First thing’s first – what is Jennifer Lawrence, an Academy Award nominated actress who has the kind of acting chops to hold down small and difficult indie dramas as well as carry lucrative franchise films, doing in a completely cheesy kind-of thriller/kind-of horror movie like this one? You’ll be glad to know that this was made before she was nominated for an Oscar for “Winter’s Bone” and way before the odds were ever in her favor as Katniss Everdeen in “The Hunger Games.” In this context you can see glimmers of her emerging talent; she is able to out act people twice her age in “House at the End of the Street,” but that isn’t saying much for the movie as a whole. Usually the end of August into early September is a studio dumping ground for lazy and unimaginative genre movies not able to easily fit in anywhere else mostly because they are just plain horrible movies. This one, without a doubt, is a prime candidate for that category.
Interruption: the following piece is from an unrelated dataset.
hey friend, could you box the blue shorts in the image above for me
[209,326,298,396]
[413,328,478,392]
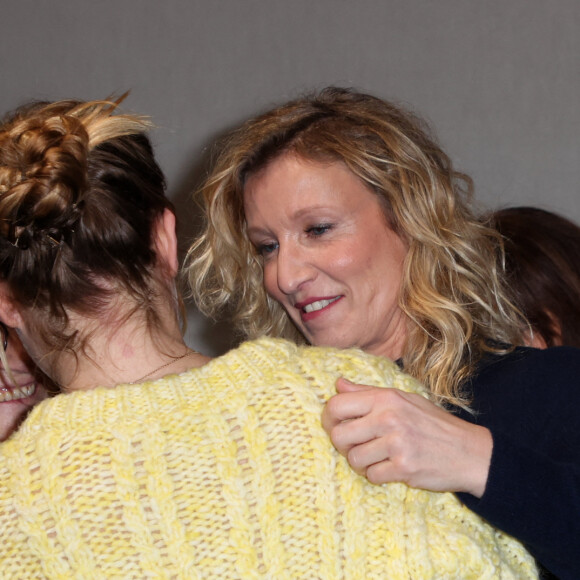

Lawrence plays Elissa, a teen with a penchant for music and mischief who moves to the burbs with her mom, played by Elizabeth Shue, following her parents’ divorce. There’s a slight mention of the dad never being around, but also multiple mentions of Shue not ever being around either. The move is an attempt to patch things up and start anew, though a familial power struggle between Lawrence and Shue remains. This struggle plays out against a story involving the next-door neighbors – well, the former next-door neighbors. See, it just so happens the neighbors were brutally murdered by their daughter Carrie-Anne. The reason for her brutality is only vaguely explained as her having “brain damage,” and now she’s gone missing but is presumably dead. In the meantime the family’s son Ryan, played by Max Thierot, who was allegedly with an unnamed and unexplained aunt at the time of the murders, has moved back in to the family home to also start anew. Strangely enough the house in question isn’t even really at the end of the street. It’s sort of in the middle of an affluent, wooded community in back of Lawrence’s house. It’s indicative of the movie itself – striving for spookiness but ending up as hollow and meaningless.
Both Lawrence and Thierot are outcasts, for obviously different reasons, and they eventually strike up a friendship that blossoms into a bit of a romance. But surprise! The killer daughter is alive and (sort of) well as Thierot’s character keeps her drugged and locked up in the house’s basement. Nothing much happens once the audience is let in on Thierot’s little secret besides a few escape attempts by the daughter who we assume is after Lawrence’s character in some jealous, homicidal rage. The two lovebirds try to get on with their budding relationship and we are left to wonder whether this movie has just turned into a teen soap opera on the CW. Lawrence is extremely charming and does the best she can with bland dialogue cobbled together to enact feelings. Thierot can only manage to give a one-note performance for most of the movie, mumbling through laughably emo lines like, “I like to write early in the morning because then all the best ideas aren’t taken yet.” The most ridiculous scene between the two comes when they try to share a tender moment staring at a tree – I kid you not. People in my theater (myself included) were laughing out loud at these moments and the allegedly scary moments that come later.
We are forced to wait for the inevitable twist, which ends up being too little too late to make up for the absurdly derivative scary movie moments along the way. You want cheap jump scares? You got ‘em. You want the same scary little girl in a nightgown posed and peering through her scraggly hair like in “The Ring?” That’s here too. You know that moment in a horror movie where the damsel in distress opens the door or goes upstairs and you know she’s dead meat? Moments like these in the movie are stretched to the absolute edge of believability and almost always go over without looking back. Everything is too convenient to what a horror movie should be that once it defines itself as such it is too tired and played out for us to care. The movie pushes itself further and further until it is way too far gone, and it’s not even done in a clever manner to be even a little exciting. The one final twist (yes, there are a few) is so blatantly derivative that it is just barely legitimate enough to differentiate itself from what it is ripping off. Naming just what it does rip off would do a disservice to that film, but I’m tempted to spoil it just so people would go watch it rather than this waste of time. The only thing that saves this utter schlock is Lawrence who, thankfully, is on to bigger and much much better things, but everything else about the movie is completely unnecessary.